In the US, Iliad is also jeopardising an expected consolidation and faces a potential bidding war for T-Mobile US with No.3 operator Sprint, and its Japanese backer Softbank.

Iliad, which is being advised by Lazard banker Vincent Le Stradic on its offer, said on Thursday there could be no certainty its bid for T-Mobile US, 66.7% owned by Deutsche Telekom, would be accepted.

Sprint and Softbank have been in talks with T-Mobile for months and agreed in June to a framework of a deal that values the company at roughly $40 per share, sources earlier told Reuters.

Iliad’s offer represents a lower price of $33 per T-Mobile share, and $36.20 if the buyer delivers on $10bn of promised costs savings it thinks it can generate from running the carrier more efficiently.

But Iliad, which is majority owned bybnaire founder Xavier Niel, believes its bid faces fewer antitrust issues than Sprint’s, so Niel thinks he has an advantage in the talks, sources close to the matter said.

The Paris-based broadband and mobile provider said on Thursday its bid would be financed in debt and equity.

HSBC and BNP have committed to lending up to $13bn to Iliad, said one person familiar with the situation. HSBC is also acting as Iliad’s adviser.

Niel would put in up to 1bn euros of his own money, said the person, and a share sale to raise up to 2bn euros would be done at the Iliad level.

Debt would be raised by Iliad, at the level of a 100% owned holding company below Iliad, as well as by T-Mobile US.

“Debt will be raised at three levels overall. The deal will stand or fall on the financing,” said the person.

“Can Xavier Niel pull it together? It’s a very large leveraged deal.
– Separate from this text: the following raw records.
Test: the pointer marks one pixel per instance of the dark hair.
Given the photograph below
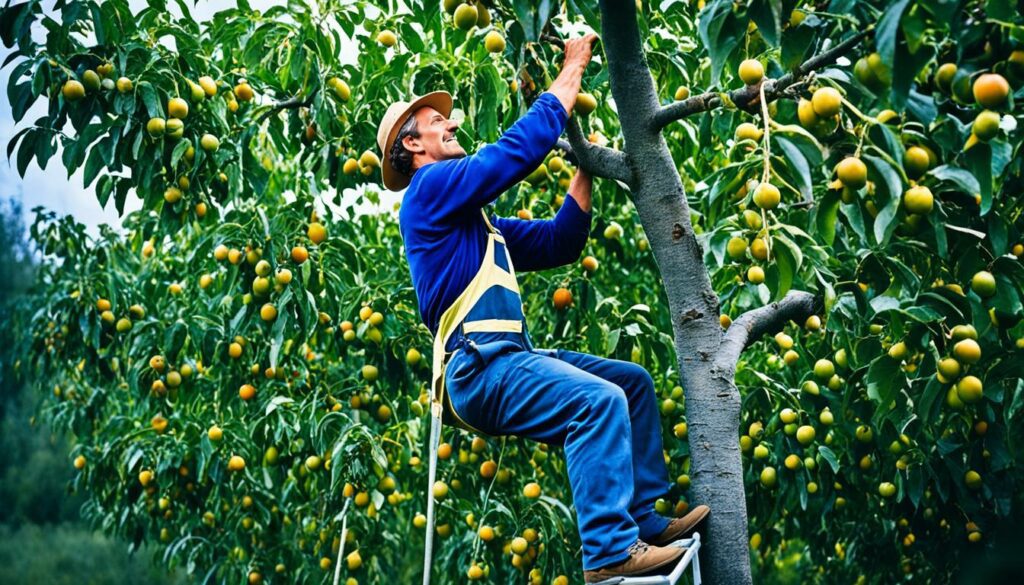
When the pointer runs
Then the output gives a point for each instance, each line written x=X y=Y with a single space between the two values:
x=401 y=159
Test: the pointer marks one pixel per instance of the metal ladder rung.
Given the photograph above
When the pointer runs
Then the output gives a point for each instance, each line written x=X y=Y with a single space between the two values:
x=692 y=545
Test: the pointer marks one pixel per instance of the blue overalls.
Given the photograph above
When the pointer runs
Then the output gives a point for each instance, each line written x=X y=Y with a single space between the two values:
x=604 y=412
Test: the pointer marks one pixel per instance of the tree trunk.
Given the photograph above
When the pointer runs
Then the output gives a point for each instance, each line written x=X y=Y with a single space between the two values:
x=712 y=399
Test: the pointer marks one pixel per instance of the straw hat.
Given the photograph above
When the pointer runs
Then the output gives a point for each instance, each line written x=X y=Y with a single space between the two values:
x=395 y=116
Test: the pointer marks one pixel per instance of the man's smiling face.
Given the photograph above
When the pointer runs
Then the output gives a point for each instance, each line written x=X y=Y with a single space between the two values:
x=437 y=138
It has a lot of similarities to Numericable’s successful bid for SFR in France in terms of structure.”

With many US-based banks already conflicted given that they have signed onto the Sprint-Softbank bid, their international rivals HSBC and BNP embraced the chance to finance the Iliad approach.
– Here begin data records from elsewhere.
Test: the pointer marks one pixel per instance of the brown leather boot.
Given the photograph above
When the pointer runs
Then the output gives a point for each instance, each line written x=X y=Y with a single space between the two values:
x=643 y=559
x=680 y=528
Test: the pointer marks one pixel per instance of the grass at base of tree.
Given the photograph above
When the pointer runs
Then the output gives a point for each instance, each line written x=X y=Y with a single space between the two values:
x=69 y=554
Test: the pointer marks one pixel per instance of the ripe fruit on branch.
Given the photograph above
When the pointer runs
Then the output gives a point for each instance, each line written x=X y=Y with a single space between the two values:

Five global banks - JPMorgan Chase & Co, Goldman Sachs Group, Deutsche Bank AG, Bank of America Merrill Lynch and Citigroup Inc - have agreed to finance Sprint’s proposal to buy T-Mobile, sources told Reuters in June.

In bidding for T-Mobile US, Iliad is taking aim at a target much bigger than itself. Iliad’s market capitalisation was just above $16bn before yesterday’s share drop, compared with about $25bn for T-Mobile US.
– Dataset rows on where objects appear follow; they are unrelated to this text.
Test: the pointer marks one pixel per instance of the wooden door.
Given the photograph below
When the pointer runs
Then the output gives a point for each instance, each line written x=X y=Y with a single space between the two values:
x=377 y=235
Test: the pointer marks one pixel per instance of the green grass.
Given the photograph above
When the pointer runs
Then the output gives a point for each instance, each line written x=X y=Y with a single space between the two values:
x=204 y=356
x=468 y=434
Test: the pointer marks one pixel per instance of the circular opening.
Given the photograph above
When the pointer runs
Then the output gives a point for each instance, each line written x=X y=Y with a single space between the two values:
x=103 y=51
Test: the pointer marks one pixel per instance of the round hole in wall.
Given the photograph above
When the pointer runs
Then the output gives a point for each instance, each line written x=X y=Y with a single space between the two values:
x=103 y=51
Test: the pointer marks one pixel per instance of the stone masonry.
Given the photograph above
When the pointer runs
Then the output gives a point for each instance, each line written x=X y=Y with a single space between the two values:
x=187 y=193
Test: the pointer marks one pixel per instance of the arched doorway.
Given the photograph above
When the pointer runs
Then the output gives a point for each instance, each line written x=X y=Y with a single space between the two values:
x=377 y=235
Iliad has 8.6mn mobile customers and 5.7mn in broadband, and generated 2013 sales of 3.75bn euros, or $5bn. T-Mobile US has 50mn mobile customers and 2013 revenue of $24.4bn

David Moss, head of European equities at F&C, who does not own Iliad shares, cast doubt on Iliad’s ability to win the deal.

“There are no synergies. They’ve come up with 10bn but we don’t know where that’s come from,” he said. “Shocked, surprised, bemused are the words that come to mind.”

Metzler Asset Management’s Heise was cautiously optimistic.

“Iliad has shown in France that it can roil a market with its low cost base. But that may not work so fast and easily in the US, where the market conventions are different: higher average revenue per customer, different product packages, more promotion expenses,” he said.

Shares in rival French telecom companies fell yesterday as investors eyed the implications of Iliad - potentially a catalyst for consolidation among the four mobile players there - looking elsewhere for growth, leaving the industry at home to suffer continued erosion of margins and cut-throat competition.

France has been in the throes of a price war since 2012 sparked by Iliad’s Free Mobile brand, which has sent prices down by one-third.

Third-place mobile carrier Bouygues has become the main target after losing out in a bidding war in April to buy bigger rival SFR to cable group Numericable. Its shares were down 4%. Former monopoly Orange’s shares were down 2%, while Iliad’s stock had pared its losses by 1255 GMT to trade down 5%.

Iliad made an informal offer to buy Bouygues earlier this year, and also took part in talks with Orange about a joint bid for Bouygues, sources told Reuters. Bouygues rejected these overtures on grounds the prices being floated were too low.